Cawaps- I can't see your art picture now, but I did when you first posted. From what I remember, your kitchen looks very much like your art :)

Mtnfever- You chose a very nice painting and I think your dining area reflects it, beautifully. You have the colors and the curves. The kitchen picks up the colors, but the grid pattern in the backsplash doesn't seem to work as well, with the art. Overall, I think it's very nice.

Pal- The EAR! LOL As for the color variations...I like the second one the best. I guess because it has more blue/lavender and I like the 'watercolor' look, above the orange chairs.

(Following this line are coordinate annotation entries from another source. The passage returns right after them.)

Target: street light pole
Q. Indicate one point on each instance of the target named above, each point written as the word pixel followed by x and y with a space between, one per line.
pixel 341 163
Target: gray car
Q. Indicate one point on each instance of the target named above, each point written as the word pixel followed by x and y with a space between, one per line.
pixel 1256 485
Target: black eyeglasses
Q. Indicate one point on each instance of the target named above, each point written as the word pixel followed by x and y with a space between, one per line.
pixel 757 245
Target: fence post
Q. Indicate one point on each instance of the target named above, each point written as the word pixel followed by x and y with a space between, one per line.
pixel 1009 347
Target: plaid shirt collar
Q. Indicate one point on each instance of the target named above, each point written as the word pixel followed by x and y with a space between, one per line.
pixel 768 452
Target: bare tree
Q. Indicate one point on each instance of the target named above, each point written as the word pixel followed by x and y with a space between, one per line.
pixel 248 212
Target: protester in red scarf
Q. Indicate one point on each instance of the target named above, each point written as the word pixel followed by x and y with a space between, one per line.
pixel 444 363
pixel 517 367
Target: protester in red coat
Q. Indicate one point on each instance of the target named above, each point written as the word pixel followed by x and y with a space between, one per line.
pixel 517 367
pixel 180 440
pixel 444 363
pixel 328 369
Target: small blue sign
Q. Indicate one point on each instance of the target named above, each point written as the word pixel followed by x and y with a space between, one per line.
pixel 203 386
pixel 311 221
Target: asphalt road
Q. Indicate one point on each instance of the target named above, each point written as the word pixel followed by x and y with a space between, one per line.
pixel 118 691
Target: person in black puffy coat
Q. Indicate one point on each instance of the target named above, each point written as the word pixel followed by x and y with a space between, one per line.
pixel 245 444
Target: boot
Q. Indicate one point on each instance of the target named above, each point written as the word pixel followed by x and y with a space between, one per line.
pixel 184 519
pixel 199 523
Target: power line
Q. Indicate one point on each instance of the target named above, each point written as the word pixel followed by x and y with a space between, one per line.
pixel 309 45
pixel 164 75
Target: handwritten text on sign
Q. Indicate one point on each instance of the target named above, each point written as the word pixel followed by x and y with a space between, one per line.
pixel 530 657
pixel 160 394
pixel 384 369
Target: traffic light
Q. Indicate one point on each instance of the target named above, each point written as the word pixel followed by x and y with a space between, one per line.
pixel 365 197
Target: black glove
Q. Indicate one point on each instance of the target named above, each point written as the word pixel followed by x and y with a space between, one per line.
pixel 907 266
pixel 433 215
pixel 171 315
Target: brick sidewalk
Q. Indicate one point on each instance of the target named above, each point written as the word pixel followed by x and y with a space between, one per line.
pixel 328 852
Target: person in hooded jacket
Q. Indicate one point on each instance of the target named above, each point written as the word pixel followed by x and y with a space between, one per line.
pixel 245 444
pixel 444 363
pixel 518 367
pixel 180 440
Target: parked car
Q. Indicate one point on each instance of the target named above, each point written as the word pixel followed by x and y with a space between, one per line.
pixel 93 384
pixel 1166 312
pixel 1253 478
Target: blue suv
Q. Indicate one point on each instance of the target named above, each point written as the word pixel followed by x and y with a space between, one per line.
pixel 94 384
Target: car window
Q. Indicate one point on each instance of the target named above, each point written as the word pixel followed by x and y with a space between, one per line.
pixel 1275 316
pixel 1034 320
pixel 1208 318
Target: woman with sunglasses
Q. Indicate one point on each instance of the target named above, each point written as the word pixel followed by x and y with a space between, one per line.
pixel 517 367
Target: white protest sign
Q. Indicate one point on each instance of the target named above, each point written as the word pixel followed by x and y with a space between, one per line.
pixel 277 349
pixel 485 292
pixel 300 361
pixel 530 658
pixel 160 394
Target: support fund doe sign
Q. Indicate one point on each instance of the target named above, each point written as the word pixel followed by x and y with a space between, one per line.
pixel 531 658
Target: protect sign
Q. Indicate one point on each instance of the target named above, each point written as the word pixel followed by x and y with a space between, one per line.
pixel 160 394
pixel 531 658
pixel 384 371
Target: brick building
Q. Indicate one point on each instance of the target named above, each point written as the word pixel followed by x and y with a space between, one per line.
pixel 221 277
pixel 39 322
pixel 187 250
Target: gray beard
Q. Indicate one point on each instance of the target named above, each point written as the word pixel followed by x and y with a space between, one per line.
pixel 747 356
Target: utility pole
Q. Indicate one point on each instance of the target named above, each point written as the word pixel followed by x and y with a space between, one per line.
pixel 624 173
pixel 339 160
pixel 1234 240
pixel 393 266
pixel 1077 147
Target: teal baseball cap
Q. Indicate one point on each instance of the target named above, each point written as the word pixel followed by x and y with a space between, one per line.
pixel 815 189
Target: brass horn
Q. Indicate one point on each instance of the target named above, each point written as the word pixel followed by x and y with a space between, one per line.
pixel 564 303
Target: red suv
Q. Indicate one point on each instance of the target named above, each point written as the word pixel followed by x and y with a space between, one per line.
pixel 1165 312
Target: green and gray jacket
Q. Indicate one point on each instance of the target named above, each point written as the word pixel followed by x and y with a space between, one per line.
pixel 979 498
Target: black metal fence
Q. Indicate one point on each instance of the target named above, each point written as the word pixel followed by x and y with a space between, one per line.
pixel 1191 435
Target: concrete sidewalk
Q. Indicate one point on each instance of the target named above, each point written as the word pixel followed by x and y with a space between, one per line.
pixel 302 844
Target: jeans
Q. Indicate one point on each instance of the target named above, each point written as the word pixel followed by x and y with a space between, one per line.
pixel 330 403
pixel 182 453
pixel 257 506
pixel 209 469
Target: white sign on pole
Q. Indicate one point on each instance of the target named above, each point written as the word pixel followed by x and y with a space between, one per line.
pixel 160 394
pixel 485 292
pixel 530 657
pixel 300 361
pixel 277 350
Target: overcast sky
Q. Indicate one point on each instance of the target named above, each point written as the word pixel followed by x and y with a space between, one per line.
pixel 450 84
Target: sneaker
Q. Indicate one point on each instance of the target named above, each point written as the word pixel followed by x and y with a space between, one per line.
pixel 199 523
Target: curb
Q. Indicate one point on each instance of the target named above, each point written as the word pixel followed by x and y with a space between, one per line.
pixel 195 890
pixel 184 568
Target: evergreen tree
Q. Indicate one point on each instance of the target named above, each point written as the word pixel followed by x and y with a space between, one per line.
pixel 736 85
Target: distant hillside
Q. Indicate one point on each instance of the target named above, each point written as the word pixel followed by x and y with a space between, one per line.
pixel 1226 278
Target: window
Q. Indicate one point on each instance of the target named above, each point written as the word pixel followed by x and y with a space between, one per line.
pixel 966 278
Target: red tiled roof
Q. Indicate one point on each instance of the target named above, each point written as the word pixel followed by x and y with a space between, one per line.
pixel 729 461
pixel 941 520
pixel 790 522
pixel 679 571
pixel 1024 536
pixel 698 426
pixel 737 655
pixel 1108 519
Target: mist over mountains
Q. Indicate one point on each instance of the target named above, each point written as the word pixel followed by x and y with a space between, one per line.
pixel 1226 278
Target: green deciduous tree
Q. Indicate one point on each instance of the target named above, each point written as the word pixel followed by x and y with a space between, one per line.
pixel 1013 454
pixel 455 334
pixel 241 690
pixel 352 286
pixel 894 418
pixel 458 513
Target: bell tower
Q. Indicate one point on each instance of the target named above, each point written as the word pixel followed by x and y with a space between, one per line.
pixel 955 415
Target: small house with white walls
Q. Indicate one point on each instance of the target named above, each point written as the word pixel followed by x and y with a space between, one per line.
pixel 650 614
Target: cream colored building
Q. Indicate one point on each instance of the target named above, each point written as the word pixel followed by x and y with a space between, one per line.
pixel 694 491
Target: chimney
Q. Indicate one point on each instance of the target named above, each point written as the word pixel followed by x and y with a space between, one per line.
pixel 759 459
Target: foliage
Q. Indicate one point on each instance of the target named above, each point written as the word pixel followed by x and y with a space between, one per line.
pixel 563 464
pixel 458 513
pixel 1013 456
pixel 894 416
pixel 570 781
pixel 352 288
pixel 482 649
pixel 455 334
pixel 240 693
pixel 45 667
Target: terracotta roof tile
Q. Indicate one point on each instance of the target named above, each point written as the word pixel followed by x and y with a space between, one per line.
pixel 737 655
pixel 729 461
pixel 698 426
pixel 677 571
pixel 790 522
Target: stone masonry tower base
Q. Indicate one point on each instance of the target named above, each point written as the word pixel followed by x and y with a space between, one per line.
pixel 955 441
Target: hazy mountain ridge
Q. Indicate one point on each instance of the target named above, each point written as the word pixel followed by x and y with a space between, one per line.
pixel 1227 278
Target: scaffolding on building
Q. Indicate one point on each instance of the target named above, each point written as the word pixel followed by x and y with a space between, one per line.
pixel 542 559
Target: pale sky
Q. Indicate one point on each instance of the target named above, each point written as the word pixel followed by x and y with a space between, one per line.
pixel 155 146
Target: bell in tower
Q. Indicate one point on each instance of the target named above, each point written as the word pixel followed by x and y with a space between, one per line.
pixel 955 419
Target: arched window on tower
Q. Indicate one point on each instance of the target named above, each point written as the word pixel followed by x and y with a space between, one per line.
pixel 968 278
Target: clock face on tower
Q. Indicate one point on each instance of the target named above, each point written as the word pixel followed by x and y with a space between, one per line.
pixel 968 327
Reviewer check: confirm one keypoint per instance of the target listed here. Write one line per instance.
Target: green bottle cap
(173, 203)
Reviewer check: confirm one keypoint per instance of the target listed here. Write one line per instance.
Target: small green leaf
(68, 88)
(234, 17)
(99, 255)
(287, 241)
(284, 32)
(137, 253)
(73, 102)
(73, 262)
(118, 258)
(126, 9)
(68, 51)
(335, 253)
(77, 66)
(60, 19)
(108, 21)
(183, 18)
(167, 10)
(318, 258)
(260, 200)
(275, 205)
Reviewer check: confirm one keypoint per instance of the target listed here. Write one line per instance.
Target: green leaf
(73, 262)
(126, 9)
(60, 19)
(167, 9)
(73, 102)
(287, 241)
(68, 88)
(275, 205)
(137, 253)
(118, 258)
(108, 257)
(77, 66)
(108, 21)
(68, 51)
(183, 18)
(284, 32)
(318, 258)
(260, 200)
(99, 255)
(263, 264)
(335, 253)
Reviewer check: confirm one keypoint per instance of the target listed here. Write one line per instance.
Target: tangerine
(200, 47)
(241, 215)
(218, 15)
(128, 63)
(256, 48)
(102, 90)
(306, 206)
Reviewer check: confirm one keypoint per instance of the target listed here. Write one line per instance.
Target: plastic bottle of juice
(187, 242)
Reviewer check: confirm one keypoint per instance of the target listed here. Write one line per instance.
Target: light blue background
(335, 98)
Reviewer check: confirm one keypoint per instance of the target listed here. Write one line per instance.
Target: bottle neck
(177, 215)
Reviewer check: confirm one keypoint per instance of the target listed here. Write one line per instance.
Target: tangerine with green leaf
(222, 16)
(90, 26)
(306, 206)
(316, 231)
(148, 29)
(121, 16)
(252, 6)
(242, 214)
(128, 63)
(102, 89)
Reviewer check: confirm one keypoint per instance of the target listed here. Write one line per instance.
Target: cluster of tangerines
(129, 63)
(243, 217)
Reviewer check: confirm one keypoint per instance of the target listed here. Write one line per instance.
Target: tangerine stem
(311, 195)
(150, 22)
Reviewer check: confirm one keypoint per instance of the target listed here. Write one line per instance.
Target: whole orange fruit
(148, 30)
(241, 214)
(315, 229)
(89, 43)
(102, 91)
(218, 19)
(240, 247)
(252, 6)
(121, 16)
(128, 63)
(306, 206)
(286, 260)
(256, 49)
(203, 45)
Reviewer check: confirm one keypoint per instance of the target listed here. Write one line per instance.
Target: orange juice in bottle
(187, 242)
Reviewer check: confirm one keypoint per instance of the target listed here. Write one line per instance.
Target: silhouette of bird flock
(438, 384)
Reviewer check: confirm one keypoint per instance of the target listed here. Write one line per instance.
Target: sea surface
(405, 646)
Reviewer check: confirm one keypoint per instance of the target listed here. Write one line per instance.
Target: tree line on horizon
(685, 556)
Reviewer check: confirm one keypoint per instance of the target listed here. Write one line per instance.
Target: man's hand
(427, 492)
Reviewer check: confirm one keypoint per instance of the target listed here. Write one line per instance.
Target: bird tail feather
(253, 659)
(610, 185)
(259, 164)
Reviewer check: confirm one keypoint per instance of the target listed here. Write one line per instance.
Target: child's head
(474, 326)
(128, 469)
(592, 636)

Purplepansies- I really like your kitchen. I think everything works, except the tan cabinets. Maybe just the blue or a warm white, to pick up the clouds in your painting and the background of your fabric. The lavender touches are very nice, but some plants would pick up the greens and grass...and tie in with your very cool lamp :)

Pal- The bird boxes...I like this kitchen, quite a bit. It's different and graphic, but also very inviting. The tree wallpaper is wonderful (reminds me of Regina's office in 'Once Upon A Time') and the writing is neat, too. The birdcage, the hardware...and the owl all work, in the space. The wood table is nice, but the butterfly table is a great accent, too. My one question...what inspired the blue countertop and backsplash?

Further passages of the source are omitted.